TITLE

Hormone metabolism pathway genes and mammographic density change after quitting estrogen and progestin combined hormone therapy in the California Teachers Study

AUTHOR(S)
Eunjung Lee; Jianning Luo; Yu-Chen Su; Lewinger, Juan Pablo; Schumacher, Fredrick R.; Van Den Berg, David; Wu, Anna H.; Bernstein, Leslie; Ursin, Giske
PUB. DATE
December 2014
SOURCE
Breast Cancer Research;2014, Vol. 16 Issue 6, p52
SOURCE TYPE
Academic Journal
DOC. TYPE
Article
ABSTRACT
Introduction Mammographic density (MD) is a strong biomarker of breast cancer risk.

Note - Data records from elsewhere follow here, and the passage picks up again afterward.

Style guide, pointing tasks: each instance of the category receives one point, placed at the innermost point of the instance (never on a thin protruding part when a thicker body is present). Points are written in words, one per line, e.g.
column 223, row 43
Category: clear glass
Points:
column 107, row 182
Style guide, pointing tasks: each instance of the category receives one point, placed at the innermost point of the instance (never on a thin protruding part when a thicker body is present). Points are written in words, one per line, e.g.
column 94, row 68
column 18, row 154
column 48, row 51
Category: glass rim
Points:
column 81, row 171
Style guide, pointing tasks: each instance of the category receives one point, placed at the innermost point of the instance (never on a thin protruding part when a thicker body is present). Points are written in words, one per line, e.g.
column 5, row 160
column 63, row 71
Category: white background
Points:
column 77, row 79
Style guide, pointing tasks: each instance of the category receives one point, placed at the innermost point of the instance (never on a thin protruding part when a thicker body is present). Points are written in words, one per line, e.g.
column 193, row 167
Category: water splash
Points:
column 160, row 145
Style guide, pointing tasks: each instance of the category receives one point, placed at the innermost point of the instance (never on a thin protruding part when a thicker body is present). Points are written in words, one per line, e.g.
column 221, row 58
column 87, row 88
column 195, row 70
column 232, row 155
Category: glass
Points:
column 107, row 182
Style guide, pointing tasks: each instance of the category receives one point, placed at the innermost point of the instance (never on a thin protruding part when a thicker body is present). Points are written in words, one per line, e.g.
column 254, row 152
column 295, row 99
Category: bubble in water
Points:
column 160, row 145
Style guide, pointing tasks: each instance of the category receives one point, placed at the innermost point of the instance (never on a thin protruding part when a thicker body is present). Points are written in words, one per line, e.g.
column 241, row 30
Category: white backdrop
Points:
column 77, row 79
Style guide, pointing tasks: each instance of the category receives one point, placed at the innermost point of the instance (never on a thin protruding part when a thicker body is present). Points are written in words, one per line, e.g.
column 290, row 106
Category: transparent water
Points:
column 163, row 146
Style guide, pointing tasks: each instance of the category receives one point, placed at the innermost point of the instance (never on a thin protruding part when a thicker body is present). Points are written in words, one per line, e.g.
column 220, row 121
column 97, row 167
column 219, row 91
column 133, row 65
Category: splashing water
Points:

MD increases after women start estrogen plus progestin therapy (EPT) and decreases after women quit EPT. A large interindividual variation in EPT-associated MD change has been observed, but few studies have investigated genetic predictors of the EPT-associated MD change. Here, we evaluate the association between polymorphisms in hormone metabolism pathway genes and MD changes when women quit EPT. Methods We collected mammograms before and after women quit EPT and genotyped 405 tagging single nucleotide polymorphism (SNP)s in 30 hormone metabolism pathway genes in 284 non-Hispanic white participants of the California Teachers Study (CTS). Participants were ages 49 to 71 years at time of mammography taken after quitting EPT. We assessed percent MD using a computer-assisted method. MD change was calculated by subtracting MD of an 'off-EPT' mammogram from MD of an 'on-EPT' (that is baseline) mammogram. Linear regression analysis was used to investigate the SNP-MD change association, adjusting for the baseline 'on-EPT' MD, age and BMI at time of baseline mammogram, and time interval and BMI change between the two mammograms. An overall pathway and gene-level summary was obtained using the adaptive ranked truncated product (ARTP) test. We calculated 'Pvalues adjusted for correlated tests (PACT)' to account for multiple testing within a gene. Results The strongest associations were observed for rs7489119 in SLCO1B1, and rs5933863 in ARSC. SLCO1B1 and ARSC are involved in excretion and activation of estrogen metabolites of EPT, respectively. MD change after quitting was 4.2% smaller per minor allele of rs7489119 (P =0.0008; PACT =0.018) and 1.9% larger per minor allele of rs5933863 (P =0.013; PACT =0.025). These individual SNP associations did not reach statistical significance when we further used Bonferroni correction to consider the number of tested genes. The pathway level summary ARTP P-value was not statistically significant. Conclusions Data from this longitudinal study of EPT quitters suggest that genetic variation in two hormone metabolism pathway genes, SLCO1B1 and ARSC, may be associated with change in MD after women stop using EPT. Larger longitudinal studies are needed to confirm our findings.